French Culture Minister Catherine Trautmann confirmed Tuesday that the country's socialist government plans to tax "surplus" advertising revenue earned by private television stations.
The move, part of a complex legislation being drafted to bring French broadcast law
into the digital age, is certain to infuriate France's private TV executives, who contend that more taxation is the last thing they need in their effort to build internationally competitive media companies.
Trautmann, in a speech delivered at the MIPCOM TV market and in remarks afterwards, declined to specify how deeply the tax would bite into the profits of TF1 and M6, the private channels most significantly affected.
The tax is linked to a government plan to cut the amount of advertising allowed on public TV from 12 to 5 minutes per hour.
The plan is expected to cost the state-run channels -- generalist France 2, regional France 3, educational La Cinquieme and cultural La Sept/Arte -- about 2 billion francs ($365 million) a year in lost ad revenues.
Some of the advertising that would have gone to the public channels is expected to bounce to TF1 and M6.
These revenues are what Trautmann was referring to when she said, "I want to assure you that the government will take all necessary measures to avoid 'undue' enrichment," adding: "A tax will be instituted on these surplus resources."
Money earned through the surtax will go into the French government fund that subsidizes film and TV producers, the minister said.
Trautmann pledged that the government would provide the public channels with "the money necessary" to compensate for the missing ad revenues and to produce about 350 additional hours of programming per year to fill the minutes previously filled by commercials.
This money will presumably come from the state budget, meaning taxpayers will foot the bill -- although Finance Minister Dominique Strauss-Kahn and Prime Minister Lionel Jospin are expected to divert budget funds from other projects to avoid raising taxes.
Trautmann said the measures would not take effect until the year 2000.

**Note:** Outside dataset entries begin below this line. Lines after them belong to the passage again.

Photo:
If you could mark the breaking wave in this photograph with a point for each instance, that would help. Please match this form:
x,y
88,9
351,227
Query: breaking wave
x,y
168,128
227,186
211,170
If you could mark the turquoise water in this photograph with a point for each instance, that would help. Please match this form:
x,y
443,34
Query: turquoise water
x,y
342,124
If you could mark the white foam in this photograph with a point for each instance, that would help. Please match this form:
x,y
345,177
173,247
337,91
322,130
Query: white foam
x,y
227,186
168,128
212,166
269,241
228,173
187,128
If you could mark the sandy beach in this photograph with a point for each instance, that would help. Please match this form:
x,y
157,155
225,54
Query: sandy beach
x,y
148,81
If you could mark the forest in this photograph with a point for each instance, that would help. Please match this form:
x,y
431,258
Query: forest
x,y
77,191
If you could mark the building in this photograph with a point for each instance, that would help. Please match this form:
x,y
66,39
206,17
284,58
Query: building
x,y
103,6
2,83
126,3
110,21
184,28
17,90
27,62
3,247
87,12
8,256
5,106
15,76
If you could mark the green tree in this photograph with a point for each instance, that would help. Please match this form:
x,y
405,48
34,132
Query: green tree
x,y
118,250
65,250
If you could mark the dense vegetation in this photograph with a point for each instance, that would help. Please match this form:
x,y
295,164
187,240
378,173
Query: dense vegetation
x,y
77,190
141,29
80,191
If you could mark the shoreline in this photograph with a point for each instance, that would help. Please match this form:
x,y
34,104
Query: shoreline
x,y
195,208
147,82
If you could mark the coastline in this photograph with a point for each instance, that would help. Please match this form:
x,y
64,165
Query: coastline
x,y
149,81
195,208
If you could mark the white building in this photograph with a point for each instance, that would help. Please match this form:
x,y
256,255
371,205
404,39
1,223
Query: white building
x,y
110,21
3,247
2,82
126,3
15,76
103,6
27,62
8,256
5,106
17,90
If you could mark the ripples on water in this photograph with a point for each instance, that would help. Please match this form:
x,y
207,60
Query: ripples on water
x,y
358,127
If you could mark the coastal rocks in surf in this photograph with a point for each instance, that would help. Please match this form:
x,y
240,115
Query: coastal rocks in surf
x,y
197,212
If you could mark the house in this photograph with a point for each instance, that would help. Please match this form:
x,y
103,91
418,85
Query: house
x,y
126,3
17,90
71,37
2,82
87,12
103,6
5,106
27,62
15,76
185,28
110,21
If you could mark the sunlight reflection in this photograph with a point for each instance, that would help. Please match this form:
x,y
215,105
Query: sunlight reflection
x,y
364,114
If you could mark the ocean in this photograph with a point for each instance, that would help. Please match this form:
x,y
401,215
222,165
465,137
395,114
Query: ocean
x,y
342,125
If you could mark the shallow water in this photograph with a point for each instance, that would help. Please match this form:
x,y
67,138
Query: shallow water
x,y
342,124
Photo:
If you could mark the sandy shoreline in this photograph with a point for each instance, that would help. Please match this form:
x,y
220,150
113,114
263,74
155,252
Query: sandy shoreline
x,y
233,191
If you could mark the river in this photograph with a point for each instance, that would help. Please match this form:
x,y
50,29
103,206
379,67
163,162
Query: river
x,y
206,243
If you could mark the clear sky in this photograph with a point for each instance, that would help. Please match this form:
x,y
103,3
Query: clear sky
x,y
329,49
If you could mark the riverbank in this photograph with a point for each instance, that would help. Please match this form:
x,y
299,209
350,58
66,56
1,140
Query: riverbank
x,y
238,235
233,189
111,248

Parliament will receive the first half of the media bill, on public TV, at the end of this year if all goes well, and the second half, on private channels and new techologies, sometime in 1999.
Executives at TF1 and pay-TV Canal Plus declined to comment immediately on Trautmann's announcement, saying they needed to study the fine print before deciding how to react.
But industry sources said the tax would anger TF1 and M6 -- even if they stand to reap extra advertising from the overall measures.
As for Canal Plus, which has tight limitations on the space it can devote to ads, the tax is expected to have a minimal effect.